🛠️ SQL: Functions and Stored Procedures
1. Overview and Problem Statement 📋
SQL Functions and Stored Procedures are database objects that encapsulate reusable business logic and complex operations within the database layer.

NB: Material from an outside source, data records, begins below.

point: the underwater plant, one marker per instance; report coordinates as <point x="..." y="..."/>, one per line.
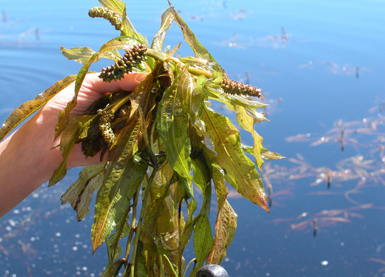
<point x="160" y="140"/>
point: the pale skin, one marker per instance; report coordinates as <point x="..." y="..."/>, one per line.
<point x="28" y="157"/>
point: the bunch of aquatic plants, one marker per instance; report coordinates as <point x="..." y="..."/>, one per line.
<point x="159" y="141"/>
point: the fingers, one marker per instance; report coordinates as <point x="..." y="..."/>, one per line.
<point x="128" y="83"/>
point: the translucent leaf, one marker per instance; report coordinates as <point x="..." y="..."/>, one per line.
<point x="265" y="154"/>
<point x="240" y="171"/>
<point x="125" y="43"/>
<point x="167" y="19"/>
<point x="202" y="175"/>
<point x="79" y="194"/>
<point x="218" y="178"/>
<point x="247" y="123"/>
<point x="113" y="247"/>
<point x="172" y="127"/>
<point x="215" y="92"/>
<point x="199" y="50"/>
<point x="203" y="239"/>
<point x="119" y="7"/>
<point x="68" y="139"/>
<point x="116" y="6"/>
<point x="123" y="177"/>
<point x="83" y="54"/>
<point x="270" y="156"/>
<point x="113" y="268"/>
<point x="29" y="107"/>
<point x="225" y="227"/>
<point x="189" y="225"/>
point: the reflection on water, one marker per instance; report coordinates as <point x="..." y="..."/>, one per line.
<point x="324" y="59"/>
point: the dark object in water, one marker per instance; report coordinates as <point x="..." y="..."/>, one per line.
<point x="212" y="270"/>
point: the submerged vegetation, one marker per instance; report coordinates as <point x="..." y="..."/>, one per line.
<point x="160" y="140"/>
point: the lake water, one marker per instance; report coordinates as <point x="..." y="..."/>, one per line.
<point x="321" y="65"/>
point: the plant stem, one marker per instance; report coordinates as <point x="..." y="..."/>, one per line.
<point x="135" y="260"/>
<point x="117" y="105"/>
<point x="164" y="58"/>
<point x="133" y="223"/>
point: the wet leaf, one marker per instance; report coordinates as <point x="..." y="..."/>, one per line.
<point x="167" y="19"/>
<point x="199" y="50"/>
<point x="113" y="247"/>
<point x="70" y="135"/>
<point x="79" y="194"/>
<point x="113" y="268"/>
<point x="240" y="171"/>
<point x="124" y="43"/>
<point x="123" y="176"/>
<point x="83" y="54"/>
<point x="189" y="225"/>
<point x="225" y="227"/>
<point x="119" y="7"/>
<point x="29" y="107"/>
<point x="203" y="239"/>
<point x="270" y="156"/>
<point x="172" y="127"/>
<point x="247" y="123"/>
<point x="215" y="91"/>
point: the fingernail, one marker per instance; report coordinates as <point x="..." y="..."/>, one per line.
<point x="140" y="76"/>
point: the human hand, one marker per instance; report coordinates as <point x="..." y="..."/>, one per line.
<point x="92" y="89"/>
<point x="28" y="157"/>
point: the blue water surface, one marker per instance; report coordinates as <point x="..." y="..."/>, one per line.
<point x="321" y="66"/>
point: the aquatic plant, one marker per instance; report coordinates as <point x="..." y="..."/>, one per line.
<point x="162" y="139"/>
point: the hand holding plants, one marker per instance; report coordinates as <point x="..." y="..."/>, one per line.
<point x="26" y="156"/>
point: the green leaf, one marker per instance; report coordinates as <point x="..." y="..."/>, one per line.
<point x="70" y="135"/>
<point x="270" y="156"/>
<point x="116" y="6"/>
<point x="113" y="268"/>
<point x="265" y="153"/>
<point x="172" y="127"/>
<point x="247" y="123"/>
<point x="167" y="19"/>
<point x="83" y="54"/>
<point x="119" y="7"/>
<point x="199" y="50"/>
<point x="113" y="247"/>
<point x="203" y="239"/>
<point x="189" y="225"/>
<point x="217" y="176"/>
<point x="240" y="171"/>
<point x="79" y="194"/>
<point x="225" y="227"/>
<point x="123" y="176"/>
<point x="29" y="107"/>
<point x="214" y="91"/>
<point x="124" y="43"/>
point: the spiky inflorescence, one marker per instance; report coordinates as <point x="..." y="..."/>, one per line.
<point x="131" y="58"/>
<point x="107" y="14"/>
<point x="105" y="126"/>
<point x="232" y="87"/>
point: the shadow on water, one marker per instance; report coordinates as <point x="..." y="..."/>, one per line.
<point x="320" y="66"/>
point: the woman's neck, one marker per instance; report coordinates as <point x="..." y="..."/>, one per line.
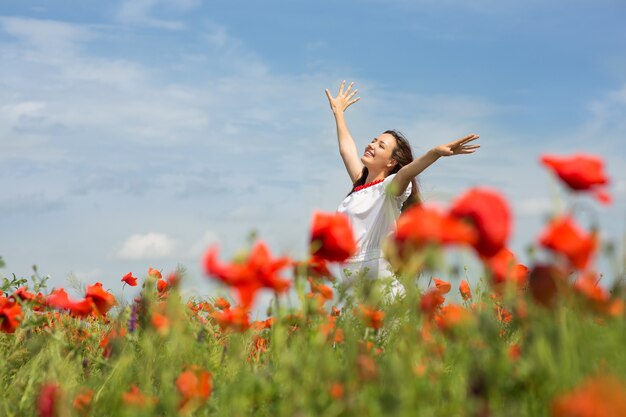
<point x="374" y="176"/>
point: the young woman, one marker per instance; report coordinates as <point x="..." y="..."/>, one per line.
<point x="383" y="183"/>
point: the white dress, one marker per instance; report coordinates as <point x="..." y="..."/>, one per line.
<point x="372" y="212"/>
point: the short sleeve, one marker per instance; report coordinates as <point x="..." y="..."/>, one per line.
<point x="402" y="197"/>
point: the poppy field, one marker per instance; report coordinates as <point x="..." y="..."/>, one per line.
<point x="543" y="339"/>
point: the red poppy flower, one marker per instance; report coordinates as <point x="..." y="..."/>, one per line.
<point x="130" y="279"/>
<point x="154" y="273"/>
<point x="422" y="224"/>
<point x="236" y="318"/>
<point x="10" y="315"/>
<point x="324" y="290"/>
<point x="598" y="396"/>
<point x="23" y="294"/>
<point x="452" y="316"/>
<point x="102" y="299"/>
<point x="490" y="214"/>
<point x="331" y="237"/>
<point x="544" y="282"/>
<point x="372" y="317"/>
<point x="563" y="236"/>
<point x="162" y="286"/>
<point x="505" y="268"/>
<point x="443" y="286"/>
<point x="195" y="386"/>
<point x="465" y="290"/>
<point x="336" y="390"/>
<point x="258" y="271"/>
<point x="160" y="322"/>
<point x="134" y="397"/>
<point x="580" y="172"/>
<point x="431" y="301"/>
<point x="221" y="303"/>
<point x="58" y="298"/>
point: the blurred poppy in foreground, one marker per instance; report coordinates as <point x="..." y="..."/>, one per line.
<point x="10" y="315"/>
<point x="331" y="237"/>
<point x="505" y="268"/>
<point x="443" y="286"/>
<point x="247" y="277"/>
<point x="489" y="212"/>
<point x="563" y="236"/>
<point x="130" y="280"/>
<point x="580" y="172"/>
<point x="422" y="224"/>
<point x="465" y="290"/>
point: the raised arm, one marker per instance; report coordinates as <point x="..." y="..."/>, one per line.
<point x="347" y="147"/>
<point x="412" y="170"/>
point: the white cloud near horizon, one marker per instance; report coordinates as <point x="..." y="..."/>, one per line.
<point x="149" y="246"/>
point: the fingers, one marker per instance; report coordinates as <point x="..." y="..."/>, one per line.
<point x="343" y="83"/>
<point x="352" y="94"/>
<point x="353" y="101"/>
<point x="349" y="88"/>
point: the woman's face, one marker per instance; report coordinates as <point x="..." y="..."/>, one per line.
<point x="377" y="155"/>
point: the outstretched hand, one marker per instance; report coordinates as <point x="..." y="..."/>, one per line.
<point x="458" y="147"/>
<point x="343" y="100"/>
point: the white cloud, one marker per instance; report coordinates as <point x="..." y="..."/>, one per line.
<point x="197" y="250"/>
<point x="147" y="246"/>
<point x="143" y="12"/>
<point x="55" y="38"/>
<point x="537" y="206"/>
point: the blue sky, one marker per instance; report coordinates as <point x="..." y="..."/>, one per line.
<point x="135" y="133"/>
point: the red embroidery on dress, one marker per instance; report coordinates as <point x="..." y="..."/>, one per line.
<point x="360" y="187"/>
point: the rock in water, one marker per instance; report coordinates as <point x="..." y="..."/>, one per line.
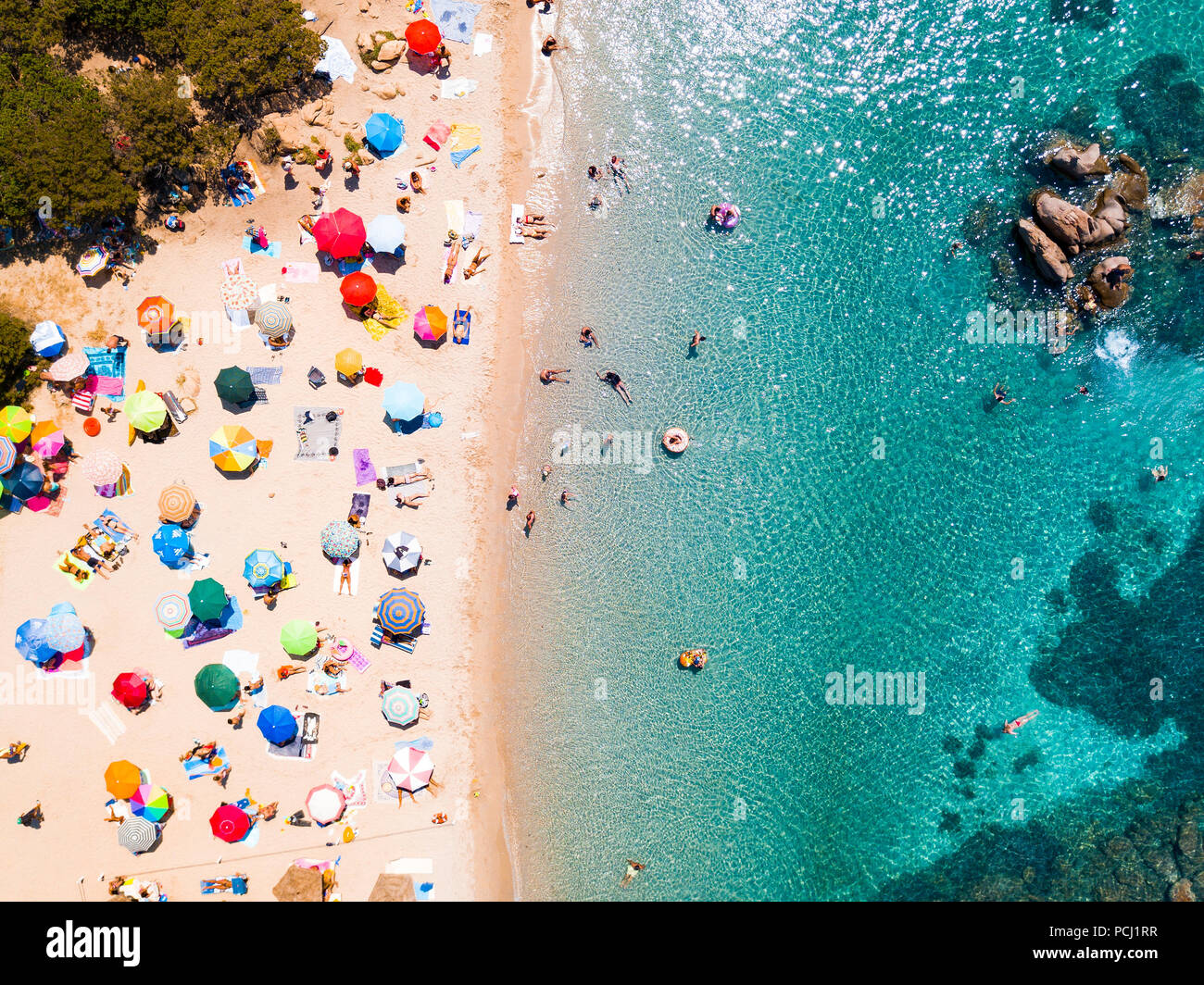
<point x="1044" y="253"/>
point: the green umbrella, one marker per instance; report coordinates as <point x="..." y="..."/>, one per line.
<point x="217" y="685"/>
<point x="299" y="637"/>
<point x="207" y="599"/>
<point x="233" y="384"/>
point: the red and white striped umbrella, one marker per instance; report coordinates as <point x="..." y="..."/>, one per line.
<point x="410" y="768"/>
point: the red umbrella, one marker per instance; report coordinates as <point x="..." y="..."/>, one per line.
<point x="230" y="824"/>
<point x="422" y="36"/>
<point x="131" y="690"/>
<point x="340" y="233"/>
<point x="357" y="288"/>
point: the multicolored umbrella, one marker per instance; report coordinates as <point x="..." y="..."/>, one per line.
<point x="404" y="401"/>
<point x="232" y="448"/>
<point x="340" y="540"/>
<point x="325" y="804"/>
<point x="401" y="552"/>
<point x="299" y="637"/>
<point x="151" y="802"/>
<point x="340" y="233"/>
<point x="430" y="324"/>
<point x="137" y="835"/>
<point x="217" y="687"/>
<point x="263" y="567"/>
<point x="171" y="543"/>
<point x="400" y="611"/>
<point x="145" y="411"/>
<point x="400" y="705"/>
<point x="172" y="611"/>
<point x="15" y="424"/>
<point x="207" y="599"/>
<point x="176" y="504"/>
<point x="233" y="384"/>
<point x="277" y="725"/>
<point x="131" y="690"/>
<point x="410" y="768"/>
<point x="229" y="823"/>
<point x="121" y="779"/>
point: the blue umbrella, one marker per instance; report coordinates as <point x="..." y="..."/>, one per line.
<point x="383" y="134"/>
<point x="171" y="543"/>
<point x="277" y="725"/>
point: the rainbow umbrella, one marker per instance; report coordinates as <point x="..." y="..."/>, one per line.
<point x="151" y="802"/>
<point x="232" y="448"/>
<point x="400" y="611"/>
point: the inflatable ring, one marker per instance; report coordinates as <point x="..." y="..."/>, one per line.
<point x="675" y="441"/>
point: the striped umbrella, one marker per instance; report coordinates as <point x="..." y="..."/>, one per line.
<point x="69" y="367"/>
<point x="263" y="567"/>
<point x="176" y="504"/>
<point x="400" y="705"/>
<point x="273" y="319"/>
<point x="15" y="424"/>
<point x="101" y="468"/>
<point x="151" y="802"/>
<point x="410" y="768"/>
<point x="172" y="611"/>
<point x="325" y="804"/>
<point x="232" y="448"/>
<point x="340" y="540"/>
<point x="400" y="611"/>
<point x="137" y="835"/>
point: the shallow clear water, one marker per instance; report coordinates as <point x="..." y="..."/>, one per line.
<point x="851" y="495"/>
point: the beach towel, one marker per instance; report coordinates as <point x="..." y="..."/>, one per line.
<point x="365" y="471"/>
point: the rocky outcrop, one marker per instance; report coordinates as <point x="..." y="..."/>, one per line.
<point x="1044" y="253"/>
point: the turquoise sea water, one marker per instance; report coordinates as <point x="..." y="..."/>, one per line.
<point x="1016" y="555"/>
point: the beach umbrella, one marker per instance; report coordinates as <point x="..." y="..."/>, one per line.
<point x="121" y="779"/>
<point x="233" y="384"/>
<point x="273" y="319"/>
<point x="151" y="802"/>
<point x="401" y="552"/>
<point x="15" y="424"/>
<point x="430" y="324"/>
<point x="176" y="504"/>
<point x="171" y="543"/>
<point x="385" y="232"/>
<point x="277" y="725"/>
<point x="232" y="448"/>
<point x="145" y="411"/>
<point x="207" y="599"/>
<point x="410" y="768"/>
<point x="217" y="687"/>
<point x="94" y="260"/>
<point x="340" y="233"/>
<point x="400" y="705"/>
<point x="229" y="823"/>
<point x="325" y="804"/>
<point x="400" y="611"/>
<point x="422" y="36"/>
<point x="69" y="367"/>
<point x="101" y="468"/>
<point x="263" y="567"/>
<point x="348" y="363"/>
<point x="340" y="540"/>
<point x="357" y="289"/>
<point x="172" y="611"/>
<point x="383" y="134"/>
<point x="404" y="401"/>
<point x="137" y="835"/>
<point x="299" y="637"/>
<point x="131" y="690"/>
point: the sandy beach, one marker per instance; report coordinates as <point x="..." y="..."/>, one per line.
<point x="72" y="725"/>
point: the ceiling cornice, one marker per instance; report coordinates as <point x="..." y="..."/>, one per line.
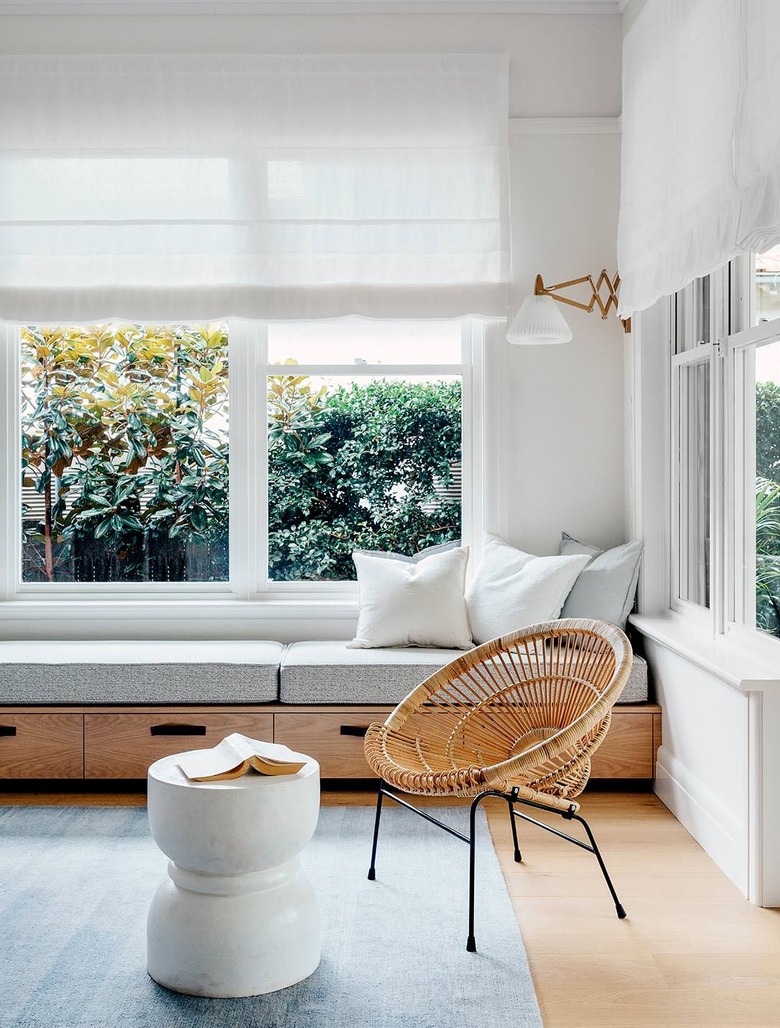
<point x="211" y="7"/>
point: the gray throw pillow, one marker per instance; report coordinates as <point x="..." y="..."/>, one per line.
<point x="606" y="586"/>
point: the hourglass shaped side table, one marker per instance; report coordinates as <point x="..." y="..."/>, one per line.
<point x="235" y="916"/>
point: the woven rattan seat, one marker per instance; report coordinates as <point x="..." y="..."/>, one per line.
<point x="518" y="718"/>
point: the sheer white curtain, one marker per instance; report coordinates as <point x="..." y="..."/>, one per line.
<point x="701" y="142"/>
<point x="275" y="187"/>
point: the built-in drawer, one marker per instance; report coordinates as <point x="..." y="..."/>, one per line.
<point x="629" y="749"/>
<point x="122" y="745"/>
<point x="41" y="745"/>
<point x="335" y="739"/>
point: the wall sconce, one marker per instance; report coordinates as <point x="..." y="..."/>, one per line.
<point x="539" y="321"/>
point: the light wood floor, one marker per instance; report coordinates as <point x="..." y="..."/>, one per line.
<point x="693" y="952"/>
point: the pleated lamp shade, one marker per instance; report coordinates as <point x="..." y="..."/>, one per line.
<point x="539" y="322"/>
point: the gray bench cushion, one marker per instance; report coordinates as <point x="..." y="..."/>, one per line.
<point x="329" y="672"/>
<point x="139" y="672"/>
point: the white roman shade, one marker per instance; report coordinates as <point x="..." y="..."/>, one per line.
<point x="701" y="142"/>
<point x="273" y="187"/>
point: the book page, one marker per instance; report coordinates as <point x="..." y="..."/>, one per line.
<point x="208" y="763"/>
<point x="234" y="755"/>
<point x="273" y="753"/>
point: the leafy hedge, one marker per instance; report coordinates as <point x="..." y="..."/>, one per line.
<point x="124" y="436"/>
<point x="362" y="467"/>
<point x="768" y="507"/>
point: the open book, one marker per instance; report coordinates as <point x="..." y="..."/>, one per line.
<point x="236" y="755"/>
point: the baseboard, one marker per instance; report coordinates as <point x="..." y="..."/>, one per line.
<point x="715" y="828"/>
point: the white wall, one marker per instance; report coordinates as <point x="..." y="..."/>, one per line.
<point x="557" y="411"/>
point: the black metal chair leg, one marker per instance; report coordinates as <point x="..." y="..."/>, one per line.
<point x="372" y="869"/>
<point x="471" y="943"/>
<point x="513" y="821"/>
<point x="618" y="905"/>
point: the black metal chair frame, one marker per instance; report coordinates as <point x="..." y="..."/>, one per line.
<point x="512" y="799"/>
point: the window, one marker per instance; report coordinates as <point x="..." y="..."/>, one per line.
<point x="755" y="441"/>
<point x="726" y="446"/>
<point x="124" y="453"/>
<point x="240" y="457"/>
<point x="364" y="445"/>
<point x="694" y="326"/>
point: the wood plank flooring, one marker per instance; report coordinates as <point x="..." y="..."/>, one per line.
<point x="693" y="952"/>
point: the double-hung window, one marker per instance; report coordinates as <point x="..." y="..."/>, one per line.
<point x="752" y="355"/>
<point x="725" y="511"/>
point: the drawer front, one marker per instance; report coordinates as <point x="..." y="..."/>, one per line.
<point x="41" y="745"/>
<point x="333" y="739"/>
<point x="122" y="745"/>
<point x="628" y="750"/>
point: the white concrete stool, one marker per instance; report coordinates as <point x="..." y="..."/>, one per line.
<point x="235" y="917"/>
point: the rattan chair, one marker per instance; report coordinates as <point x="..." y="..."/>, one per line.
<point x="517" y="718"/>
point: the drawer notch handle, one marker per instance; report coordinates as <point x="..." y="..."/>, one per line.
<point x="175" y="729"/>
<point x="357" y="730"/>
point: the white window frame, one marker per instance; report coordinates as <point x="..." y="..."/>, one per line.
<point x="703" y="356"/>
<point x="248" y="581"/>
<point x="697" y="352"/>
<point x="732" y="410"/>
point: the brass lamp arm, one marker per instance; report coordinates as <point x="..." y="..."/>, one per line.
<point x="541" y="289"/>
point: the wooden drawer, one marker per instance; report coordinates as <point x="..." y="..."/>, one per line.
<point x="629" y="749"/>
<point x="335" y="739"/>
<point x="41" y="745"/>
<point x="122" y="745"/>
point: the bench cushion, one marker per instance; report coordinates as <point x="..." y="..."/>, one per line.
<point x="329" y="672"/>
<point x="139" y="672"/>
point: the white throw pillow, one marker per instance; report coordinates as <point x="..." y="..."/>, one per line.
<point x="420" y="603"/>
<point x="606" y="588"/>
<point x="513" y="589"/>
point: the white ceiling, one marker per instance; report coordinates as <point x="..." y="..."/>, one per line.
<point x="310" y="6"/>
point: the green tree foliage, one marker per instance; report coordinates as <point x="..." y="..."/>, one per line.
<point x="768" y="556"/>
<point x="768" y="507"/>
<point x="362" y="467"/>
<point x="124" y="435"/>
<point x="768" y="431"/>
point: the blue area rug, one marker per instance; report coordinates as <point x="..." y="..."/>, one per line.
<point x="76" y="882"/>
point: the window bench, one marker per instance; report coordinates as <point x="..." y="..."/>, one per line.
<point x="104" y="710"/>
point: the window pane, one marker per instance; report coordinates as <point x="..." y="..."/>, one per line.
<point x="767" y="293"/>
<point x="360" y="463"/>
<point x="124" y="453"/>
<point x="364" y="341"/>
<point x="694" y="525"/>
<point x="693" y="316"/>
<point x="766" y="535"/>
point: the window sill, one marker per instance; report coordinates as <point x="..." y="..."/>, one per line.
<point x="746" y="664"/>
<point x="175" y="609"/>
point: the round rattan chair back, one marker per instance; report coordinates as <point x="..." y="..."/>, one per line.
<point x="525" y="710"/>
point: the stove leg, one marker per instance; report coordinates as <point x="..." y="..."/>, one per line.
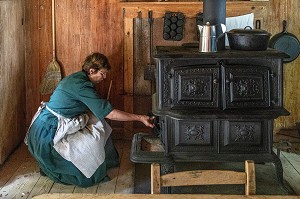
<point x="166" y="168"/>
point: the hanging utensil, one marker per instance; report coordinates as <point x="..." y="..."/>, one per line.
<point x="149" y="70"/>
<point x="287" y="43"/>
<point x="53" y="74"/>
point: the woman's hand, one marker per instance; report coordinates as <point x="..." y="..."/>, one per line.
<point x="148" y="121"/>
<point x="125" y="116"/>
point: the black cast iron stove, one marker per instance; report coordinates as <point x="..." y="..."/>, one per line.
<point x="215" y="107"/>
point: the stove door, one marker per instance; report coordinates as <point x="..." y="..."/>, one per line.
<point x="246" y="87"/>
<point x="196" y="86"/>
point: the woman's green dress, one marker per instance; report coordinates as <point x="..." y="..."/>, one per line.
<point x="73" y="96"/>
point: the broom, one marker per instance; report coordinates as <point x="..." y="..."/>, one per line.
<point x="53" y="74"/>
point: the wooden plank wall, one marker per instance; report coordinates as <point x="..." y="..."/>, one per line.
<point x="12" y="78"/>
<point x="84" y="26"/>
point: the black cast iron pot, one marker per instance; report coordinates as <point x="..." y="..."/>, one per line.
<point x="248" y="39"/>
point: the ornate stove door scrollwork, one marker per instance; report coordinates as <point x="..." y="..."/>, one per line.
<point x="246" y="87"/>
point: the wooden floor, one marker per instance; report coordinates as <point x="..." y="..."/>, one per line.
<point x="20" y="178"/>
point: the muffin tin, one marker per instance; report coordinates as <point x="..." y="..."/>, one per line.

They provide modularity, security, and improved performance for database operations.
Business Value
- Code reusability
- Enhanced security through encapsulation
- Reduced network traffic
- Consistent business logic implementation
- Improved maintenance and versioning
- Better performance for complex operations
2. Detailed Solution/Architecture 🏗️
Function Types
- Scalar Functions: Return single value
- Table-Valued Functions: Return result set
- Aggregate Functions: Operate on sets of values
- User-Defined Functions (UDFs)
Stored Procedure Types
- Regular Procedures: Execute series of statements
- Parameterized Procedures: Accept input parameters
- Output Parameter Procedures: Return multiple values
- Result Set Procedures: Return result sets
3. Technical Implementation 💻
Function Examples
Scalar Function
Purpose: Calculate age from birthdate
Dependencies: None
Expected Outcome: Age in years
CREATE OR REPLACE FUNCTION calculate_age(birthdate DATE)
RETURNS INTEGER AS $$
BEGIN
RETURN EXTRACT(YEAR FROM age(current_date, birthdate));
END;
$$ LANGUAGE plpgsql;
-- Usage
SELECT calculate_age('1990-05-15');
Table-Valued Function
Purpose: Get customer orders within date range
Expected Outcome: Order details for specified period
CREATE OR REPLACE FUNCTION get_customer_orders(
p_customer_id INTEGER,
p_start_date DATE,
p_end_date DATE
)
RETURNS TABLE (
order_id INTEGER,
order_date DATE,
total_amount DECIMAL(10,2)
) AS $$
BEGIN
RETURN QUERY
SELECT
o.order_id,
o.order_date,
o.total_amount
FROM orders o
WHERE o.customer_id = p_customer_id
AND o.order_date BETWEEN p_start_date AND p_end_date;
END;
$$ LANGUAGE plpgsql;
-- Usage
SELECT * FROM get_customer_orders(101, '2024-01-01', '2024-12-31');
Stored Procedure Examples
Basic Procedure
Purpose: Create new customer
Expected Outcome: New customer record created
CREATE OR REPLACE PROCEDURE create_customer(
p_name VARCHAR(100),
p_email VARCHAR(100),
p_phone VARCHAR(20)
)
AS $$
BEGIN
INSERT INTO customers (name, email, phone)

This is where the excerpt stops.